将棋に興味がない人でも、羽生善治さんの名前は知っているという人も多いかと思います。羽生さんは平成元年にタイトルを初めて獲得し、それ以来どんどんとタイトルを得て、7冠(全てのタイトル)を同時に保持するに至り、それどころか、最終的には全てのタイトルで永世7冠も達成しました(生涯1つもタイトルを取れない棋士の方が断然多い)。そんな羽生さんも若手の台頭もあり、平成最後の昨年12月に最後のタイトルを失ってしまい、とうとう無冠となってしまいましたが、平成の30年間ずっとタイトルを持ち続けるという前代未聞の快挙でした。

 

将棋界では20代〜30代と言われているそうですから、天才の羽生さん(48歳)でも年齢的な影響があるのでしょうか。プロ競技のような特殊なケースは別として、一般的には歳をとると何となく記憶力が低下したり、思考力が低下したりするイメージがあります。
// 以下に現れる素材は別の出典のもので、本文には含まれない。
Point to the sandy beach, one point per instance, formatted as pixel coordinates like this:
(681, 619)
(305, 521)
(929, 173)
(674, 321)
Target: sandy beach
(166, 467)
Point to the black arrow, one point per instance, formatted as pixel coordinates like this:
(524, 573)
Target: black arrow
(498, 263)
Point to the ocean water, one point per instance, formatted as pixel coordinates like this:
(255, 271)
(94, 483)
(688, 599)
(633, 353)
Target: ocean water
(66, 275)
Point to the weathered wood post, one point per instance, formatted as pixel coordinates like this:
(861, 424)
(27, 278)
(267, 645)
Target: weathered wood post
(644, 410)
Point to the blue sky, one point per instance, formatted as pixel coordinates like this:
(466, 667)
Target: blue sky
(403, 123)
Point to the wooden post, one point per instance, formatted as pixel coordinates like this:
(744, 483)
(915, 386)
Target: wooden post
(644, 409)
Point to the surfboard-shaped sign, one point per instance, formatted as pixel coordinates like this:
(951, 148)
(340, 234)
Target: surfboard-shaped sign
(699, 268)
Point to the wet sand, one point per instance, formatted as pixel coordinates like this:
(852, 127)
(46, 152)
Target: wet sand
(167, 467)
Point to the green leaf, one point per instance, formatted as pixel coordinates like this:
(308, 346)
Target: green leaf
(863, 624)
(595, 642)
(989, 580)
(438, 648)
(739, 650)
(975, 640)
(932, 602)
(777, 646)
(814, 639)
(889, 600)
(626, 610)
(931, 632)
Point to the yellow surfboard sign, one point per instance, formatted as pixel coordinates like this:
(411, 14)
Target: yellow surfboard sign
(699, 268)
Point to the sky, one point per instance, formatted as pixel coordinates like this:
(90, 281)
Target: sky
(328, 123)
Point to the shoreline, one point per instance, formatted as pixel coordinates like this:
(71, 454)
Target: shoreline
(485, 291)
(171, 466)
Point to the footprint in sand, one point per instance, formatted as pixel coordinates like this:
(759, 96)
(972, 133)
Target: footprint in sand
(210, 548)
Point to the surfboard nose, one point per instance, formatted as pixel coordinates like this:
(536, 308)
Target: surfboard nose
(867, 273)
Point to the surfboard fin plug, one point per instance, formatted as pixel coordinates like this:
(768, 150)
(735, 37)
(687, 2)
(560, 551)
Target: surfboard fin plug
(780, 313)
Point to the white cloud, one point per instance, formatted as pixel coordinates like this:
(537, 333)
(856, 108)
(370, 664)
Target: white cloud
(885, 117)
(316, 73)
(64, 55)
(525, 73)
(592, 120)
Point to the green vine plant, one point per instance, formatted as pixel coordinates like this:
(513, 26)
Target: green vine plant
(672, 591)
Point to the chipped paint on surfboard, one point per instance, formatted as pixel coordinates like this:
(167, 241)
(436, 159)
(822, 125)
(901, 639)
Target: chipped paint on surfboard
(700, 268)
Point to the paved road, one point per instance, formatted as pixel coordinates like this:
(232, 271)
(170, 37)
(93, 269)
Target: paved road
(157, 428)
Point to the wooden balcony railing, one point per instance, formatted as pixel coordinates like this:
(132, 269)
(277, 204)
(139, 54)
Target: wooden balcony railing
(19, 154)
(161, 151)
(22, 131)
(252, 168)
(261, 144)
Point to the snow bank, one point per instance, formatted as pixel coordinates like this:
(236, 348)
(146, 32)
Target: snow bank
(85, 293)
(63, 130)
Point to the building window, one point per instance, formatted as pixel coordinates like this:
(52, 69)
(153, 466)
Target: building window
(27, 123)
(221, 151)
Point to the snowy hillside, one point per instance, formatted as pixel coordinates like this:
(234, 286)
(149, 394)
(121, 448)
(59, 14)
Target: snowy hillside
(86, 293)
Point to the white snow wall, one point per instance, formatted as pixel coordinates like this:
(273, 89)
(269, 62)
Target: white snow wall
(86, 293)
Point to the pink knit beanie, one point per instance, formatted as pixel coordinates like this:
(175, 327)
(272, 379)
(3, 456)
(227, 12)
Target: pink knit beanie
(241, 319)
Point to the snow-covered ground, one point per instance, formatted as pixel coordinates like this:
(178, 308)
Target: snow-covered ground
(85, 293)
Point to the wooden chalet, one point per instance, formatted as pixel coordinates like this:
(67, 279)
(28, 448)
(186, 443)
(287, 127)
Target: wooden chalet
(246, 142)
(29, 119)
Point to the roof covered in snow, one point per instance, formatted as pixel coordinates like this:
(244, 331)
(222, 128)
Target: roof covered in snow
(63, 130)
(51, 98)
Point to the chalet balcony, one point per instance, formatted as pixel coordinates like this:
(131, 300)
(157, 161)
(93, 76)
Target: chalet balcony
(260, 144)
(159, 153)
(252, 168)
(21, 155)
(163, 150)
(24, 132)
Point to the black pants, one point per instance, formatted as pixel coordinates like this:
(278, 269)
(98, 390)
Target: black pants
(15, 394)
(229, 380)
ですが、ある記憶や知能の調査では、50代でも60代でも特に20代の成績と変わらないという結果が出ています。ですから、脳の機能としては知的にも記憶力的にも大きな低下はみられないと考えられています。

 

そうは言っても実感としては歳をとるにつれて、若い頃と比べると全体的に衰えを感じる人が多いと思います。その原因の1つは意欲や関心などいわゆる前頭葉の機能低下(前頭葉の脳が萎縮する)です。若い頃と比べて歳を取ってくると、ある程度決まった習慣の中で生活していきます。そのため様々な状況を判断したり、考えたりする前頭葉の機能が低下すると考えられます。ですから、「年齢的に遅い」という先入観を排除して、歳をとっても新しいものに関心をもったり、チャレンジしたり、勉強したりと意識してやっていきたいと思います。やる気とチャレンジ精神があれば若い頃のように物事を楽しめるのではないかと思います。

 

ちなみに、将棋の羽生さんは連続タイトル保持記録は途絶えましたが、今年3月のNHK杯で優勝されました。コメントで「将棋の楽しさは強い相手と戦って、難しいと思える場面をなんとかして勝ちに繋げること」とおっしゃっていました。確かにまだまだ気力が充実しているようで、これからもその活躍に期待です。